Sarah put a gentle hand on his arm. “They beat you? Oh, Nate.”
He thrilled to her touch, every nerve under her hand suddenly at high alert. For a moment, he lost track of his story, but then he continued, “I tried to tell Elfingham that we were married; that you were my wife. He said it wasn’t true, and if it was, the marriage would be annulled. I was being sent on a long sea voyage, and your father had arranged a marriage for you. I think your father was there too. I remember someone saying you’d be married within the month. They kept punching me and kicking me, and I must have passed out.”
She slid her hand down to his and squeezed it, nibbling at her upper lip, her eyes brimming with tears. “Father came to our cottage. He told me that you had lied about our marriage, that you had taken money to leave me. I didn’t believe him, Nate. But weeks passed and then months, and you didn’t return.”

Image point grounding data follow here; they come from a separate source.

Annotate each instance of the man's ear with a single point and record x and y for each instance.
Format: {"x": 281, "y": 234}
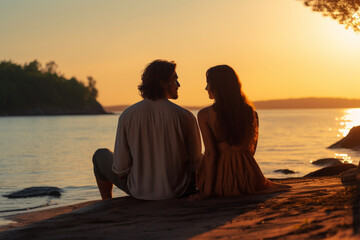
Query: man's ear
{"x": 164, "y": 84}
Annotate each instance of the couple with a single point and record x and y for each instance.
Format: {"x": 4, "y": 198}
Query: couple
{"x": 157, "y": 152}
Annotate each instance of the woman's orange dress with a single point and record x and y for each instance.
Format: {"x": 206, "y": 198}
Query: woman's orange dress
{"x": 237, "y": 173}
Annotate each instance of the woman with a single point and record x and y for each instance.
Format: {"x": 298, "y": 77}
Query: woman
{"x": 229, "y": 129}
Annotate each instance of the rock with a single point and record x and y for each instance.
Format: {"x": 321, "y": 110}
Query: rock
{"x": 285, "y": 171}
{"x": 35, "y": 192}
{"x": 331, "y": 170}
{"x": 352, "y": 140}
{"x": 327, "y": 162}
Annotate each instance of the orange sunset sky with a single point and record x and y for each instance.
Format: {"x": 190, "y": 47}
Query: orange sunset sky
{"x": 279, "y": 48}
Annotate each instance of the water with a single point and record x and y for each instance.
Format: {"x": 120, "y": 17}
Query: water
{"x": 57, "y": 151}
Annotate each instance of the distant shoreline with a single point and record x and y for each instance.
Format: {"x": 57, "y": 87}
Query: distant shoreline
{"x": 293, "y": 103}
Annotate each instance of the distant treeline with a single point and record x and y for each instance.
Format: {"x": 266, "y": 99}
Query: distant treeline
{"x": 35, "y": 90}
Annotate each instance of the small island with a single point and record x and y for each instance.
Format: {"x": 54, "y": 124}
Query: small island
{"x": 35, "y": 90}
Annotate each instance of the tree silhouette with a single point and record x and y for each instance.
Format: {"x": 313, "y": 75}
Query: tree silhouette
{"x": 346, "y": 12}
{"x": 31, "y": 89}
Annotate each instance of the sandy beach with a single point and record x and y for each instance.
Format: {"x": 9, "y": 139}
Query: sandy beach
{"x": 315, "y": 208}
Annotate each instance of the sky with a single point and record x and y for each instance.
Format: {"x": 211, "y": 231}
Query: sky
{"x": 279, "y": 48}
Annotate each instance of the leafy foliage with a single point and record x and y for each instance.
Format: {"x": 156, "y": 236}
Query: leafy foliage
{"x": 346, "y": 12}
{"x": 32, "y": 87}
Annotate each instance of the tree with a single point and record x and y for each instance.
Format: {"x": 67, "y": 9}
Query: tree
{"x": 51, "y": 67}
{"x": 346, "y": 12}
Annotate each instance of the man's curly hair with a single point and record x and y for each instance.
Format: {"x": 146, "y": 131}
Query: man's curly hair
{"x": 155, "y": 74}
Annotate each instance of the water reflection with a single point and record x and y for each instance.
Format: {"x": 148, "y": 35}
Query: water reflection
{"x": 350, "y": 119}
{"x": 343, "y": 157}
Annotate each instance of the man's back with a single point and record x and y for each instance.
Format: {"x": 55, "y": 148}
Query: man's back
{"x": 156, "y": 144}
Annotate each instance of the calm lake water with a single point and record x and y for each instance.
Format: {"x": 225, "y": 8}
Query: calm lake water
{"x": 57, "y": 151}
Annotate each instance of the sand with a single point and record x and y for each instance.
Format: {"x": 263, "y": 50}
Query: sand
{"x": 315, "y": 208}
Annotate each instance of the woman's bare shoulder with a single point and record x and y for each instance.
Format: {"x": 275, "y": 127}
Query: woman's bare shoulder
{"x": 204, "y": 113}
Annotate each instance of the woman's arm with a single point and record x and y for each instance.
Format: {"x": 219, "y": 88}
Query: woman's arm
{"x": 257, "y": 133}
{"x": 209, "y": 156}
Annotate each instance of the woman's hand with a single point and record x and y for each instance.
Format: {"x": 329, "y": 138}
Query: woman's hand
{"x": 198, "y": 196}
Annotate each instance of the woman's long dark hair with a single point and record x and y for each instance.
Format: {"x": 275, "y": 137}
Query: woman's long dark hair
{"x": 236, "y": 116}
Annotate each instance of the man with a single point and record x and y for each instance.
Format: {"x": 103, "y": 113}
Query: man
{"x": 157, "y": 143}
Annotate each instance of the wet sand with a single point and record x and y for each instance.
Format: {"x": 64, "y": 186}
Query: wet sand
{"x": 315, "y": 208}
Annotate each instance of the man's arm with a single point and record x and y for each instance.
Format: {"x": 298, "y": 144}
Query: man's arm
{"x": 122, "y": 157}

“I couldn’t. I woke up a week later, far out at sea.” No need to mention the occasional surfacing into pain and nausea during the trip to the coast and the early part of the voyage. “When I demanded to speak to the captain, explained I had to get back to my wife, they laughed. My father had signed me over to the navy. I was enrolled for ten years as a common seaman, and I would not be allowed off the ship for any reason for at least the duration of the war. Much use I was going to be, he said.” Even if he hadn’t had several broken ribs, a broken arm, and who knew what internal injuries, he was a total landlubber.
“But you got away. For here you are,” Sarah pointed out, “and, if gossip is true, you went to Edinburgh before the peace was signed.”

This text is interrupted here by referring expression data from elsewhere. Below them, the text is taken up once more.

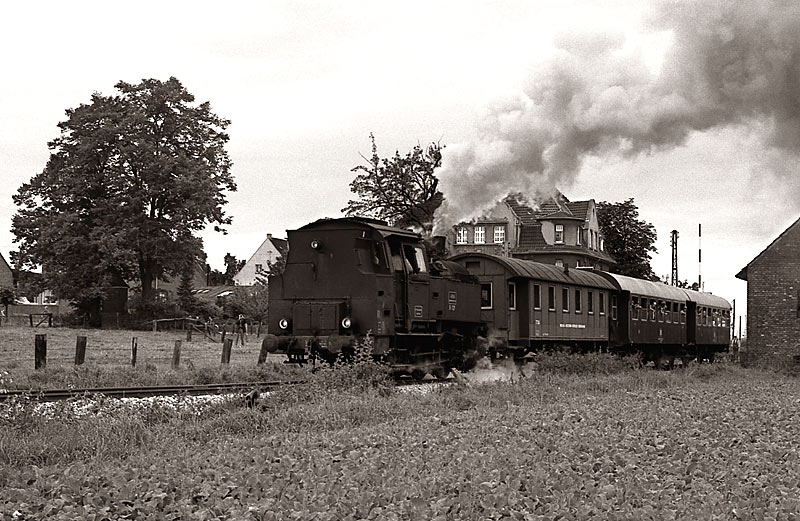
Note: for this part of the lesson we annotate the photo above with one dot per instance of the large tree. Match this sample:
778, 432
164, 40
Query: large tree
130, 180
402, 190
627, 238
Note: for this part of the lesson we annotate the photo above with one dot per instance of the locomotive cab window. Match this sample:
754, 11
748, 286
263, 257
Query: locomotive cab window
486, 295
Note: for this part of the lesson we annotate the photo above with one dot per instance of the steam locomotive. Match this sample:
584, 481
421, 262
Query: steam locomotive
345, 278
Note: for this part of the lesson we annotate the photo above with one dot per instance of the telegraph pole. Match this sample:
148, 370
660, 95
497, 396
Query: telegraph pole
674, 242
699, 256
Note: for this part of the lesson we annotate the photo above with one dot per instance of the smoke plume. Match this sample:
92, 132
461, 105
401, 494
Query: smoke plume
730, 62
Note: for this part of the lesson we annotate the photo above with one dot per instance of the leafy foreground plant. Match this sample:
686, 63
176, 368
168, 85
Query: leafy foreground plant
636, 445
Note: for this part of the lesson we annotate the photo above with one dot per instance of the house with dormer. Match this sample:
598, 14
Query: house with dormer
556, 231
257, 266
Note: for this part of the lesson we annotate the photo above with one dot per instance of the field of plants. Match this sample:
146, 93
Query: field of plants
579, 438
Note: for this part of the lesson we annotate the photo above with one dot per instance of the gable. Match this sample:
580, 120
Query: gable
790, 234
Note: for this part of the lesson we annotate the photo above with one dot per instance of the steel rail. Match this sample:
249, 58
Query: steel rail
53, 395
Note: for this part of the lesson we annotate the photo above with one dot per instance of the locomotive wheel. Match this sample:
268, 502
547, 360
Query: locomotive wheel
440, 372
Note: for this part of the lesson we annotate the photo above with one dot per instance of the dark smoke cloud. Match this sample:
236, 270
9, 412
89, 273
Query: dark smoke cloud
729, 63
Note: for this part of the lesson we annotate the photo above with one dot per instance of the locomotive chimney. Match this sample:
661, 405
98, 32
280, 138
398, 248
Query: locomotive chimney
438, 247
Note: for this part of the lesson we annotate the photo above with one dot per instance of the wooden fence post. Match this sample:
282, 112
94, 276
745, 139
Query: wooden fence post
40, 352
80, 350
176, 355
134, 348
262, 354
226, 351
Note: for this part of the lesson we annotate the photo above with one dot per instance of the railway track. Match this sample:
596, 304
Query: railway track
54, 395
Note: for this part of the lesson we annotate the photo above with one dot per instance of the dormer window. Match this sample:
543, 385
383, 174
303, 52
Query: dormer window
461, 235
499, 234
559, 234
480, 235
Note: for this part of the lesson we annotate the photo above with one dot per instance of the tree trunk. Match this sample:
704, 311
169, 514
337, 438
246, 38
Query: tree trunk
146, 276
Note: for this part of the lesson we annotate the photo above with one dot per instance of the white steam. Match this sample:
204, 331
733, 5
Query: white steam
731, 62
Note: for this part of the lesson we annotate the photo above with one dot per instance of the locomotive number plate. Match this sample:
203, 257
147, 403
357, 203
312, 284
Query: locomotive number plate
452, 298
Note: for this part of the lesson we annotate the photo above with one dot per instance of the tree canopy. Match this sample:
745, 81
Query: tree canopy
627, 238
130, 180
401, 190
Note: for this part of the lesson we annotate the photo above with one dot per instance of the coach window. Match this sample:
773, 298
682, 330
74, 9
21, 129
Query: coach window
486, 295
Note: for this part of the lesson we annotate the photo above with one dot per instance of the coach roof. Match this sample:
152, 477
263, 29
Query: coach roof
644, 287
538, 271
361, 222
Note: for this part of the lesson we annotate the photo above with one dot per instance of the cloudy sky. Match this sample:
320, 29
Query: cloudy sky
691, 108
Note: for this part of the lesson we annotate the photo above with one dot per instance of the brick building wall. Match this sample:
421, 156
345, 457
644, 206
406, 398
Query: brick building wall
773, 302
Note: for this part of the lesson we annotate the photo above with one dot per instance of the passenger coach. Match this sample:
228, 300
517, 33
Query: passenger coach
666, 322
529, 305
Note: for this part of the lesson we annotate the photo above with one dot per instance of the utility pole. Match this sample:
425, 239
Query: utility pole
699, 257
674, 243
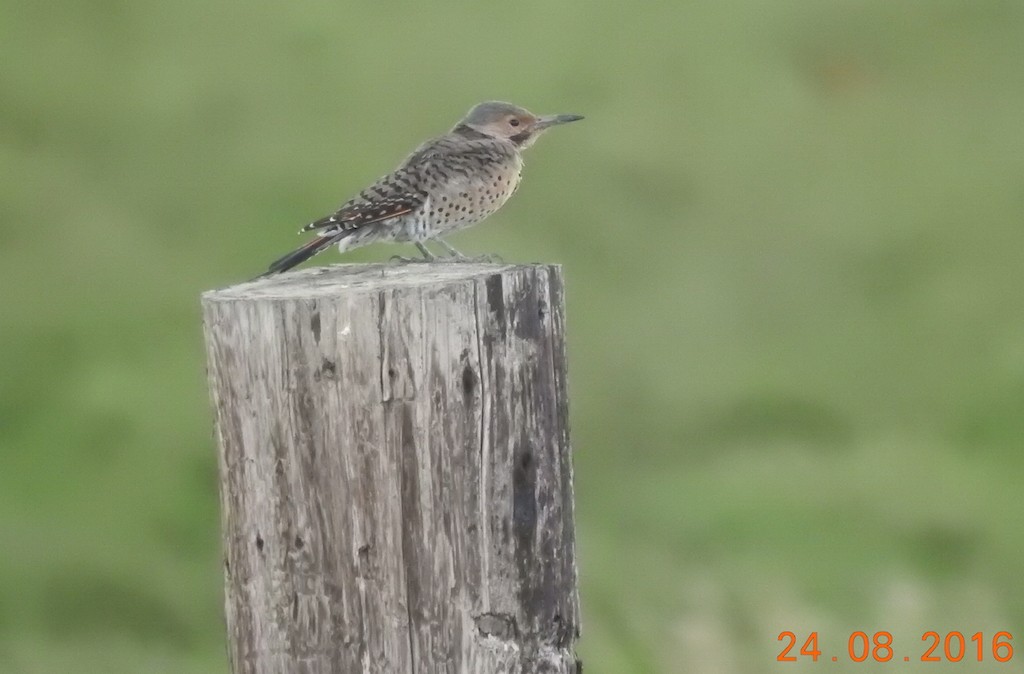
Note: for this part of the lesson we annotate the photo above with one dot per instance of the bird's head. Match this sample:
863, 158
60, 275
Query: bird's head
501, 120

The power of theton’svast whispering chamber. “The ship’s surgeon, Lieutenant Macintosh, wasn’t that bad a sort. He took me on as a loblolly boy—a sort of assistant—as soon as I was well enough to be of use. When he found I knew a bit about rough first aid, he kept me on, and trained me as a ship’s surgeon. By the time we’d been two years away, I no longer did much crew work. And after three years, Macintosh said I was ready to move to another ship in the fleet as their surgeon, and they made me a ship’s surgeon, acting.”
That still left four years, but he wanted to know about Sarah. And he wanted to keep her thinking hard enough that she didn’t notice she still held his hand. “He didn’t make you marry? Your father?”

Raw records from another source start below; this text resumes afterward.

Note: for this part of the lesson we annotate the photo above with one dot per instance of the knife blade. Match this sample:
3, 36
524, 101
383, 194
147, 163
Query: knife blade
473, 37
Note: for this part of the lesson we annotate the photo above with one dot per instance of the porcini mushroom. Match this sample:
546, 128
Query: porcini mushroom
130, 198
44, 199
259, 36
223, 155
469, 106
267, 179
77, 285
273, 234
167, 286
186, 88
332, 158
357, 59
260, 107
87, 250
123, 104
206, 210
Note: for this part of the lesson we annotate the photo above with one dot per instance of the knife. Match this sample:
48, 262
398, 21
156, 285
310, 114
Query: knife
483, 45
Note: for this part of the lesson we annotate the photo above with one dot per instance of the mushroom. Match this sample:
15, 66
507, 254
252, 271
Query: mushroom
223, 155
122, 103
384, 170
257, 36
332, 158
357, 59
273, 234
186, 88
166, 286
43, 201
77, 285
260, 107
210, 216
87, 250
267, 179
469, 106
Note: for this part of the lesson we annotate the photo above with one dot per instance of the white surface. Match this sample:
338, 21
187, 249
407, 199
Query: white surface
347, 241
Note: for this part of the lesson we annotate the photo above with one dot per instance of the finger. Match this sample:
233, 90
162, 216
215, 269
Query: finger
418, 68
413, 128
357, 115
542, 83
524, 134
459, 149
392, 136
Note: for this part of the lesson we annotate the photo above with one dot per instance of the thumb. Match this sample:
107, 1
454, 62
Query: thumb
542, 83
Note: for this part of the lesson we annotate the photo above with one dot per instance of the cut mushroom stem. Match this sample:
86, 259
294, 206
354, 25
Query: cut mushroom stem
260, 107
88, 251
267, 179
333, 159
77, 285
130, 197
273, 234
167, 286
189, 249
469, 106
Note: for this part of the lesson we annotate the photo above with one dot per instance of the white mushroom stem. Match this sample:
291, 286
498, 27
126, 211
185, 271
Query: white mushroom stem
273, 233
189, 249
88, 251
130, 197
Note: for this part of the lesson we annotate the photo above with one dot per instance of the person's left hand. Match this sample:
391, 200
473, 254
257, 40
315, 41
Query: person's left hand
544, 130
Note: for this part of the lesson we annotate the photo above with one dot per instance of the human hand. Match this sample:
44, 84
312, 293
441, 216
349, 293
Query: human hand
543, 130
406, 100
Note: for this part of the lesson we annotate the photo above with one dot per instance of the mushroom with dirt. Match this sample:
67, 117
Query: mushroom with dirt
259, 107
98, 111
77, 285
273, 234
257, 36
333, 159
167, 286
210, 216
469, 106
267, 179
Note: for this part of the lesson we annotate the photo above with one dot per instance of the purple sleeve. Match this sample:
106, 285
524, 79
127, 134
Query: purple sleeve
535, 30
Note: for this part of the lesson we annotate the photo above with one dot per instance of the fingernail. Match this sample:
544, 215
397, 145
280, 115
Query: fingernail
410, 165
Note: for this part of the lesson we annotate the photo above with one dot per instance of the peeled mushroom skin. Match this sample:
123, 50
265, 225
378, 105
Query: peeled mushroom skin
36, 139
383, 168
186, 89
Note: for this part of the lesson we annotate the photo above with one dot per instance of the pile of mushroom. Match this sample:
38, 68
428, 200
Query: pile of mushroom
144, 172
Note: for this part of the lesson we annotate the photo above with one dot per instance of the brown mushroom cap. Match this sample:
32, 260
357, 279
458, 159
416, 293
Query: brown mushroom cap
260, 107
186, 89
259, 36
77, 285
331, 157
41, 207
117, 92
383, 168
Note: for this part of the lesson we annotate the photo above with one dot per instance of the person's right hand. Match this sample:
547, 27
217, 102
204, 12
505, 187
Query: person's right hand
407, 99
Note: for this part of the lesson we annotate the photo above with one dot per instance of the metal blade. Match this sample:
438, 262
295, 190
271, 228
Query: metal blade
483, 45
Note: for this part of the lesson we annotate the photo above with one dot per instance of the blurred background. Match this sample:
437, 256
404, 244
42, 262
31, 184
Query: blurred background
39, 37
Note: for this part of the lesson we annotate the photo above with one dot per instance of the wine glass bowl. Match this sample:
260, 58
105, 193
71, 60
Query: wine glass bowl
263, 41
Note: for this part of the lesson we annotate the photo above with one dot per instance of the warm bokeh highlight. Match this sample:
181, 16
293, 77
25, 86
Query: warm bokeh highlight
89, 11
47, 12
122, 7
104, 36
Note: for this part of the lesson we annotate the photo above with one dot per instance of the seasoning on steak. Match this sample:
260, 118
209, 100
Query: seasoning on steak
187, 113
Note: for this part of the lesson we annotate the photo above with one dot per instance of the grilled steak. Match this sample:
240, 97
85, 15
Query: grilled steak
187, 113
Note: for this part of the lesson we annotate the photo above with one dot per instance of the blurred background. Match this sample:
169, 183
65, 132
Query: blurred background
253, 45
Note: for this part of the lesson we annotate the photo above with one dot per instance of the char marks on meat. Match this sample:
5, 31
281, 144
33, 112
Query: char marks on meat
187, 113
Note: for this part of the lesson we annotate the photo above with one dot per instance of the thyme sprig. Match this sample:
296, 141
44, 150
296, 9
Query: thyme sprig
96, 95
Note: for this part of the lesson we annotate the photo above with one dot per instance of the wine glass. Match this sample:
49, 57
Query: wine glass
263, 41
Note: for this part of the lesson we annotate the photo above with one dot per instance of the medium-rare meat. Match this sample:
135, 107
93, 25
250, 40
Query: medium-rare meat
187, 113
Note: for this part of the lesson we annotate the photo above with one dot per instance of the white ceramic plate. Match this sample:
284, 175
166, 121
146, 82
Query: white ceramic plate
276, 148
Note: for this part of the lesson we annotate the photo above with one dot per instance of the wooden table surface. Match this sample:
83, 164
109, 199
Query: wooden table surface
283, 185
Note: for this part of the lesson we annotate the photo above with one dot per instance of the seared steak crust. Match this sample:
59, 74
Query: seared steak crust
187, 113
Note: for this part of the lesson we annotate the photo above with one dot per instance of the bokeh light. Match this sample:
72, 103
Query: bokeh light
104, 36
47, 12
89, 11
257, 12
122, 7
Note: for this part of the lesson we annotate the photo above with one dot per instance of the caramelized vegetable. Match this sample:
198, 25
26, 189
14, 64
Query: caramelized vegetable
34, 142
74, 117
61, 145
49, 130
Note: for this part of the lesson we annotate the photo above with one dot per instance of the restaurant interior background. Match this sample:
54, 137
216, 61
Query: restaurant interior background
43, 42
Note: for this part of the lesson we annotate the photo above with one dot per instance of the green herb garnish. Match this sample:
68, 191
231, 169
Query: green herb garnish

She shook her head. “I was—ill, after you left.”
Nate heard the hesitation. Had they beaten her, too? He looked over his shoulder to make sure the other occupants of the room could not see, and took her other hand in his free one. “I hate to think of you sick and in pain, and me not there to help.”
“When I was well enough, my father and my grandfather tried to browbeat me into marriage to one of my father’s friends, but Mama and Aunt Georgie stood up for me. I think, too, that by then they had spent my dowry, and I was harder to get rid of than they expected. And then Elfingham died and we were all in mourning.” She shrugged. “I just kept saying ‘no’, whomever they suggested.”